The underlying issue here is that tool usage is optional. This makes the pydantic-ai approach of validating and parsing types unreliable and non-deterministic.

There exists a tool_choice=required parameter in the OpenAI API but it's not supported in ollama as of today. From the ollama tool blog post:

> Future improvements [..] Tool choice: force a model to use a tool

I see the following ways forward

Change the documentation and make it clear that validation and parsing may or may not happen and that especially with smaller models it appears like it's often failing due to lack of tool usage. This undermines the main selling point of pydantic-ai
Look into and implement the structured output approach which, I believe, should make validation and parsing deterministic

Note: I have only looked at the ollama model as implemented in pydantic-ai. I do not know if other models are affected by this, too, or if their output is deterministically constrained.

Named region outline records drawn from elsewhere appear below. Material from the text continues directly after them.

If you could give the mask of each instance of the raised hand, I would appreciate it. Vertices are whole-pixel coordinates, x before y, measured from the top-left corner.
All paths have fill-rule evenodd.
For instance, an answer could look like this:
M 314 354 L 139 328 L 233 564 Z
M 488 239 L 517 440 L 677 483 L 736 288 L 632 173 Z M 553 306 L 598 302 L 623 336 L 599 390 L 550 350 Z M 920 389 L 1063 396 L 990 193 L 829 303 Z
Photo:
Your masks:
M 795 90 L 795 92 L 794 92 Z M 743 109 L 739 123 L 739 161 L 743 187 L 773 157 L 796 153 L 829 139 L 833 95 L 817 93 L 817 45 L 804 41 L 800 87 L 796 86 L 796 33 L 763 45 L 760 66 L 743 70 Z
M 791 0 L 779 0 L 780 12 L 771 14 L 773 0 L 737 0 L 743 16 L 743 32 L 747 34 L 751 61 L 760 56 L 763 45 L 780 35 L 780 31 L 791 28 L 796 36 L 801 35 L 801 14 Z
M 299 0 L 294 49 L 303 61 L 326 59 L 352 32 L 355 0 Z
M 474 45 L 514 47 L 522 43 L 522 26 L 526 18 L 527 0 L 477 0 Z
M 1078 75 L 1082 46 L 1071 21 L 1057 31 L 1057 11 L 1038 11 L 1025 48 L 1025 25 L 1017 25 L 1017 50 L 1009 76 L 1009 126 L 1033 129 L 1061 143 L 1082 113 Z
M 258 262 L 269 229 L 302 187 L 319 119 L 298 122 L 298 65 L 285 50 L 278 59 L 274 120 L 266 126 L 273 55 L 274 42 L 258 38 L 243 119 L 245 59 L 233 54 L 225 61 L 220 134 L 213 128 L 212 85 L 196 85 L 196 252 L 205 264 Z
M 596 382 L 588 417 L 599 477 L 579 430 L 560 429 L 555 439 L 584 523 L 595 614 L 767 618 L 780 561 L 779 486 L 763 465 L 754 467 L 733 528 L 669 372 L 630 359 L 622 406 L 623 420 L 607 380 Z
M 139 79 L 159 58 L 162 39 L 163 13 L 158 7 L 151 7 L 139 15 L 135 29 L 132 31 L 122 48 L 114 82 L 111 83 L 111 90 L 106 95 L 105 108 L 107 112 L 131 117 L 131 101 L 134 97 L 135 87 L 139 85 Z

samuelcolvin · 2024-12-13T23:35:58Z

Look into and implement the structured output approach which, I believe, should make validation and parsing deterministic

Is this part of the OpenAI API, or would we need a dedicated model for it?

Happy to consumer consider both, just trying to understand.

samuelcolvin · 2024-12-14T09:58:46Z

Looks like we should switch from the OpenAI compatibility API to using the Ollama python library.

renkehohl · 2024-12-18T09:49:10Z

As I was also facing several validation errors when working with Ollama, I have made an own implementation of the OllamaModel utilizing Ollama's new Structured Output feature. If you are interested in it, I can contribute it here.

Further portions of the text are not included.